Simply put, create a controller and call the remote API through the back end.

Service

public BankAuthResponse executeRemoteGetService() {
final String uri = “https://client.grandid.com/json1.1/FederatedLogin?apiKey= wcge5b59c5n345bc41ba52ell16ef7&authenticateServiceKey= 34nc567h5455hj48kl8009htj8d8e567”;
List<HttpMessageConverter<?>> messageConverters = new ArrayList<>();
MappingJackson2HttpMessageConverter converter = new MappingJackson2HttpMessageConverter();
converter.setSupportedMediaTypes(Collections.singletonList(MediaType.ALL));
messageConverters.add(converter);
restTemplate.setMessageConverters(messageConverters);
return restTemplate.getForObject(uri, BankAuthResponse.class);
}

Call the remote URL using the Rest Template and the response needs to be mapped to ‘BankAuthResponse’ class.

Model Class

public class BankAuthResponse {
private String sessionId;
private String autoStartToken;

public String getSessionId() {
return sessionId;
}

public void setSessionId(String sessionId) {
this.sessionId = sessionId;
}

public String getAutoStartToken() {
return autoStartToken;
}

public void setAutoStartToken(String autoStartToken) {
this.autoStartToken = autoStartToken;
}
}

You will get two main keys as the response.

1. SessionID — Unique key to initiate rest of the requests
2. AutoStartToken — Token use to open bankID Application. (Mobile/Desktop)

If you are calling the URL shown in ‘Figure 12’ with the AutoStartToken, the browser will ask to open the bankID application. If you are using the mobile bankID application, you can create a QR code using the URL and scan it using the bankID application.

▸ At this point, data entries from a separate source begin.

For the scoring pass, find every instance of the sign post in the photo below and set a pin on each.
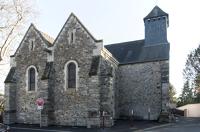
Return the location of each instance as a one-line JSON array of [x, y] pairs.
[[40, 104]]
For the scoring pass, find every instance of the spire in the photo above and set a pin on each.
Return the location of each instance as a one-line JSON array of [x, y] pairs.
[[156, 12]]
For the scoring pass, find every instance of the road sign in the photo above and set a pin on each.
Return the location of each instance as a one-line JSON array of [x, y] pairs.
[[40, 102]]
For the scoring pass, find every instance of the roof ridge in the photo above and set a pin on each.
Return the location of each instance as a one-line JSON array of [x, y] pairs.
[[47, 38], [156, 12], [124, 42]]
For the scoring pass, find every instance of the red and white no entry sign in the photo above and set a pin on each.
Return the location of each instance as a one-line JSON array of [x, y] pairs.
[[40, 102]]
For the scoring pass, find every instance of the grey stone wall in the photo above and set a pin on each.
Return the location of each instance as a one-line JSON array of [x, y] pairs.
[[156, 31], [140, 90], [26, 110], [73, 105], [10, 103], [107, 91]]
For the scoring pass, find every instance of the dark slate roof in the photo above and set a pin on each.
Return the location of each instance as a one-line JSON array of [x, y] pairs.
[[47, 71], [10, 77], [94, 66], [45, 37], [156, 12], [137, 52]]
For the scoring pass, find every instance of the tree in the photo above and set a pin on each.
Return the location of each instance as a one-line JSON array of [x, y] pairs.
[[187, 95], [14, 14], [172, 93]]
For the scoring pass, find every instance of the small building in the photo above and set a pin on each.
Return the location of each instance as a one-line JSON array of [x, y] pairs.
[[191, 110], [82, 80]]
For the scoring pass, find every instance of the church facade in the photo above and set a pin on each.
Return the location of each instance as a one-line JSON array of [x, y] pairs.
[[85, 83]]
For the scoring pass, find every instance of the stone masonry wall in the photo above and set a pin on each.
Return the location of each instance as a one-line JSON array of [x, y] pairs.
[[73, 105], [107, 91], [140, 90], [10, 103], [25, 100]]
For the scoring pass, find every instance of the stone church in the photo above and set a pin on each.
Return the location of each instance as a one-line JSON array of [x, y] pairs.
[[86, 83]]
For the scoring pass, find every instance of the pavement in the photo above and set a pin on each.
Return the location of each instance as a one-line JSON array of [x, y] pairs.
[[120, 126], [182, 124]]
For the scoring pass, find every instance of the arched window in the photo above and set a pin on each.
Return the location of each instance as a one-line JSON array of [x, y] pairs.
[[31, 78], [71, 74]]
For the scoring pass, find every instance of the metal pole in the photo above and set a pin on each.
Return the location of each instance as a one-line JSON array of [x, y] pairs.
[[40, 118]]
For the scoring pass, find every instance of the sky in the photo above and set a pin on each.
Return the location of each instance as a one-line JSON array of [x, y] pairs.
[[122, 20]]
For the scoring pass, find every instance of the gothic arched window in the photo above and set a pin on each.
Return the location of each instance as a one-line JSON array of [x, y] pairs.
[[31, 78], [71, 74]]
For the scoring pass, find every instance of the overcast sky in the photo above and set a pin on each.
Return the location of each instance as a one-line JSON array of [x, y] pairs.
[[122, 20]]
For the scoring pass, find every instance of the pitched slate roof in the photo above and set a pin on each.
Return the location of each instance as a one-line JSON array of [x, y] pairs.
[[137, 52], [10, 77], [45, 37], [156, 12], [47, 71]]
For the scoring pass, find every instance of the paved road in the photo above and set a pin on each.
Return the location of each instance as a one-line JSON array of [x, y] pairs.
[[182, 125]]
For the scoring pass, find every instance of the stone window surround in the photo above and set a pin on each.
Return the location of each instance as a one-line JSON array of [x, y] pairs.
[[31, 44], [36, 79], [66, 74], [72, 36]]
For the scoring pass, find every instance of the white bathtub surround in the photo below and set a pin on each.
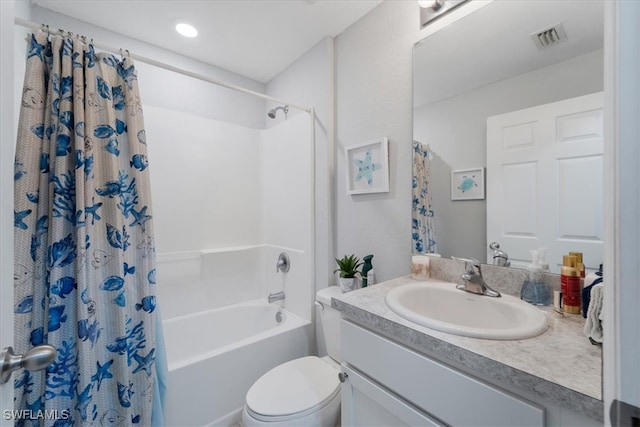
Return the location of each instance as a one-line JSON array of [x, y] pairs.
[[244, 196], [214, 356]]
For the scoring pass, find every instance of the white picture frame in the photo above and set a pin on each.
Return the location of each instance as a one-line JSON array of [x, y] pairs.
[[467, 184], [368, 167]]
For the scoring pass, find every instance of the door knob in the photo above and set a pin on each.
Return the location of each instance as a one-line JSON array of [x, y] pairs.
[[37, 358]]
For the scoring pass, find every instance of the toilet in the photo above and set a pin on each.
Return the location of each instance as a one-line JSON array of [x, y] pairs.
[[304, 391]]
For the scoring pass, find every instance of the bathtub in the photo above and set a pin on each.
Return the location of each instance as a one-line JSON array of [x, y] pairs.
[[214, 357]]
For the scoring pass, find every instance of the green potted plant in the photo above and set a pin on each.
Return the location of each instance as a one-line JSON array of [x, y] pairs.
[[348, 268]]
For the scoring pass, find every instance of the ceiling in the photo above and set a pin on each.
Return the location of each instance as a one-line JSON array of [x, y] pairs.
[[494, 43], [253, 38]]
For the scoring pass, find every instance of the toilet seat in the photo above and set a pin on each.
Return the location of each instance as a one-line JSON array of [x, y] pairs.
[[293, 390]]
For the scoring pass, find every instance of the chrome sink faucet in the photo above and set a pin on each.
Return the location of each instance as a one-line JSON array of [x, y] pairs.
[[472, 279]]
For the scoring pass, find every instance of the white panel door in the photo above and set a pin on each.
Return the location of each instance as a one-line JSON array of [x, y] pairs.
[[545, 181]]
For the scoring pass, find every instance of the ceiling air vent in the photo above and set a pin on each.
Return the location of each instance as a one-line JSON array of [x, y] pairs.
[[550, 36]]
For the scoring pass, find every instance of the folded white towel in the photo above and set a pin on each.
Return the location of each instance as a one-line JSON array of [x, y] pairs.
[[593, 326]]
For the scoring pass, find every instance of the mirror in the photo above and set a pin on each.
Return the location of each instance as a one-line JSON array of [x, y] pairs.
[[487, 64]]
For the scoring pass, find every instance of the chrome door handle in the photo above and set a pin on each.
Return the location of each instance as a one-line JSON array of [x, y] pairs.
[[37, 358]]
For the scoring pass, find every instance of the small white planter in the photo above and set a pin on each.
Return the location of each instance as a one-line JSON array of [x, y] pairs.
[[347, 284]]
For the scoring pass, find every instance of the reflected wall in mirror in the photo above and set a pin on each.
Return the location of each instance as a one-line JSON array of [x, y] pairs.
[[487, 64]]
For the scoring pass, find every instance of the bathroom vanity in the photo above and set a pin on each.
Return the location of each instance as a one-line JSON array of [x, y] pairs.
[[397, 372]]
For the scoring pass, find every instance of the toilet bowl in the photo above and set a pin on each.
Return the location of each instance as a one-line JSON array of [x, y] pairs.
[[304, 391]]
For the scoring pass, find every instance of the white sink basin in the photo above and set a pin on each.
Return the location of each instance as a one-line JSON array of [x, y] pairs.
[[440, 306]]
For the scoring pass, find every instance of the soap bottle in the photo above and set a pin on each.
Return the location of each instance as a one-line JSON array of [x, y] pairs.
[[534, 290], [579, 263], [542, 260], [570, 282], [366, 268]]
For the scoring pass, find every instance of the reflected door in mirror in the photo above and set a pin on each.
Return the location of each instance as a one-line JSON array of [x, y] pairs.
[[544, 180]]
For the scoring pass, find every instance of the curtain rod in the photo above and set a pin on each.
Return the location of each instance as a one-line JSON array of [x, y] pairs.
[[150, 61]]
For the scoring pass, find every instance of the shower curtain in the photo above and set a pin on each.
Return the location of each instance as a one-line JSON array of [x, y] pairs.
[[423, 236], [84, 249]]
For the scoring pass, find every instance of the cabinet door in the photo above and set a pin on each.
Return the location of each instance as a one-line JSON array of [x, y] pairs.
[[365, 403]]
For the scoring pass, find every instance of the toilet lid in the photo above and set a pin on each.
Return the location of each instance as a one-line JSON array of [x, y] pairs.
[[293, 387]]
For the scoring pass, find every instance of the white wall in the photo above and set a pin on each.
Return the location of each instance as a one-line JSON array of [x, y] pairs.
[[374, 98], [455, 129]]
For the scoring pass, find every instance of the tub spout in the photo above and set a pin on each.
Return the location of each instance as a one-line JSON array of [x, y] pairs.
[[275, 296]]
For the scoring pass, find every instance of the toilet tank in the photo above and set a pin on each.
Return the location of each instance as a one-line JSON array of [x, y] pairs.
[[329, 319]]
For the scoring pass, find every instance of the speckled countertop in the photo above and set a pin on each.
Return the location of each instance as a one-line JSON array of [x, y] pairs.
[[560, 366]]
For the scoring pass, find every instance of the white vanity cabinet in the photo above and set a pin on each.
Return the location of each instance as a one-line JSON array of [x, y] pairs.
[[389, 384]]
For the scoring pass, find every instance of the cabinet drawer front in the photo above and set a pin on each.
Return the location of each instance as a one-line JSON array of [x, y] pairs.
[[447, 394], [365, 403]]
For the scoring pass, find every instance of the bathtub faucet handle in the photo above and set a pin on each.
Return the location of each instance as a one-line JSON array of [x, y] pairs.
[[283, 262], [275, 296]]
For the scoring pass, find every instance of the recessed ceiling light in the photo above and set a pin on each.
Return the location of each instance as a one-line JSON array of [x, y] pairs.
[[185, 29]]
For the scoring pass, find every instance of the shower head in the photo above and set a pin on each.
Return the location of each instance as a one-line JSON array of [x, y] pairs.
[[272, 113]]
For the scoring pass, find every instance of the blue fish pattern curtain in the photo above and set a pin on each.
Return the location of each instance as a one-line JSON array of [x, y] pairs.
[[84, 248], [423, 235]]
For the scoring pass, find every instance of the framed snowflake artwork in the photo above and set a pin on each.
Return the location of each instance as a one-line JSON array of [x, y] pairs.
[[368, 167], [467, 184]]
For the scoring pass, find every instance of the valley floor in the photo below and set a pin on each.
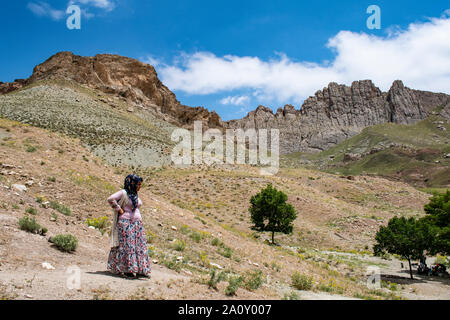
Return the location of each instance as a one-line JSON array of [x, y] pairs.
[[196, 221]]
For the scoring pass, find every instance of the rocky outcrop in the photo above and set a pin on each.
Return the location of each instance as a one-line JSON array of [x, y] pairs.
[[339, 112], [329, 117], [137, 82]]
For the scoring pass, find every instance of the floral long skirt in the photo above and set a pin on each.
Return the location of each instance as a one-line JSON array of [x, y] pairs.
[[131, 256]]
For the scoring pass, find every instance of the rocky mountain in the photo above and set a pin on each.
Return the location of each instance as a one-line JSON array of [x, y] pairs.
[[339, 112], [128, 78], [331, 116]]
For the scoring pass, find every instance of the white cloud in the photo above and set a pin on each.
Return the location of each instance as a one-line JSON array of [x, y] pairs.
[[418, 55], [151, 61], [43, 9], [235, 100], [107, 5]]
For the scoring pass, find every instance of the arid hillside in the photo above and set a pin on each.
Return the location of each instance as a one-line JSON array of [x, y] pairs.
[[197, 222]]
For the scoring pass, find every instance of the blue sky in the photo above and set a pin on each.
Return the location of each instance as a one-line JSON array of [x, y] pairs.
[[230, 56]]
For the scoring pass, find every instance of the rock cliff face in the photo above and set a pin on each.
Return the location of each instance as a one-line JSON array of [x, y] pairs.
[[325, 119], [129, 78], [339, 112]]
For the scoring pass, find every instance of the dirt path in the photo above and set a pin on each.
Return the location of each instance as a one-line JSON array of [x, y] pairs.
[[421, 288]]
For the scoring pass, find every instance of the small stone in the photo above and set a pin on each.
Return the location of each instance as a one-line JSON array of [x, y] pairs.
[[29, 183], [216, 265], [47, 266], [19, 187]]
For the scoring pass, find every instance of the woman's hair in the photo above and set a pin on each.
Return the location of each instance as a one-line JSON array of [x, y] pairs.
[[130, 185]]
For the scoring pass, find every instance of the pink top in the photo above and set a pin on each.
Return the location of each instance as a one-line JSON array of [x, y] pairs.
[[128, 210]]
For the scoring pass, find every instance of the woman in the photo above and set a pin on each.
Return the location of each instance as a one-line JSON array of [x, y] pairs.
[[129, 252]]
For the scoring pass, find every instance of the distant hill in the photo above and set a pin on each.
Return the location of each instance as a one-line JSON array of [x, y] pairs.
[[418, 154], [331, 116]]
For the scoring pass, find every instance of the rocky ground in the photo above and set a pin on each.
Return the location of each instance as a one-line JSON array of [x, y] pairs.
[[206, 209]]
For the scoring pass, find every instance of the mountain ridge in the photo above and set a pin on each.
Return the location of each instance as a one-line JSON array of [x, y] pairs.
[[331, 116]]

For the application you need to integrate bank ID authentication, you can generate a QR code in the login screen and users can scan it and login to the application you are creating.

URL to open — bankid:///?autoStartToken={autoStartToken}

Below is a sample implementation of the QR code.

Figure 12 — Sample Implementation of QR Code

Last stage — The Data Retrieval

After getting the ‘sessionID’ and ‘autoStartToken’ you need to call another URL to get the user details. Append below URL to API URL and call it using the ‘restTemplate’. Refer above services.

/json1.1/GetSession?apiKey={apiKey}&authenticateServiceKey={authenticateServiceKey}&sessionId={sessionId}

Then You need to call data retrieval URL and after a successful login it will give you a response shown below.

{
"sessionId": "{sessionId}",
"username": "{SSN}",
"userAttributes": {
"examplekey": "examplevalue",
"...": "...",
"...": "..."
}
}

You need to call the above URL many times until user completes the login to bankID application. It is recommended to call the API with two seconds intervals.

Some more Tips

1. More security means more protection. You can cache the object using ‘autoStartToken’ as a key and you can hide your ‘sessionID’ also.
2. There are lot of QR code generators in the npm sphere. Check and get the best one.
3. You can use some other framework to call the remote API. The ‘restTemplate’ is the one provided with spring boot.